1. Do a deep dive on UX. The most important marketing skill is the ability to put yourself in your customer’s shoes. We see our own websites and emails so much that we stop seeing them through our customer’s eyes. Have a friend or acquaintance look at your digital presence with a fresh perspective. Evaluate the user experience for your entire buyer’s journey, your website (on all devices), your social media content, your emails, and any AI tech like chatbots. Have them be on the lookout for anything that might frustrate existing or potential customers. Any Calls To Action should be easy to achieve; don’t make people work to subscribe, unsubscribe, redeem offers, or check out. If you’re using AI to replace customer service, know that most people are rolling their eyes at that decision, especially if it hasn’t been trained well and they can’t get the answers they need. Make sure you aren’t testing patience with slow-loading landing pages, broken links, or contact forms that go unanswered. The more you can provide a good user experience, the happier your customers will be.

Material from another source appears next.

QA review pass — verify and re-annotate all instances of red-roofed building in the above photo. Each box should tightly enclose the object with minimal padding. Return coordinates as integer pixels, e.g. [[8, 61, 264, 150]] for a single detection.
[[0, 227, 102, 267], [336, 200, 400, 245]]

2. Spend some time talking to your customers. It may seem old school, but, for most businesses, building relationships will always get you more customers than the rest of your marketing. Talking to people in the real world also helps inform your digital marketing. For one thing, it challenges your assumptions about your target audience. When you talk to people about your business, you find out what people do and don’t know about what you do. This helps you understand your customer’s needs so you can better meet them. It also helps you provide more useful and targeted content. The more you associate your buyer personas with actual people, the better you will do in all aspects of your marketing.
3. Evaluate your ROI with your own time and effort in mind. Free marketing is great, but if you’re spending more time creating content and writing copy than doing what you started your business to do, that free marketing isn’t free. You have to consider your own time and effort when calculating your return on investment. Let your marketing goals inform your priorities, especially when it comes to time consuming tasks. If your main goal is converting your audience into paying customers, email marketing has the highest average ROI across industries, but it requires time and effort to do well. If your goal is to optimize your website for search, regularly updating a blog full of authoritative content and creating a pillar page will yield results, but will require consistent effort. If your goal is to build your social presence, you can do that for free, but trying to do it without a clear strategy and a solid time commitment will make your efforts a waste. Think about what’s most important and spend your effort there. Delegate or outsource tasks that bring in less than you can make doing the actual business of your business.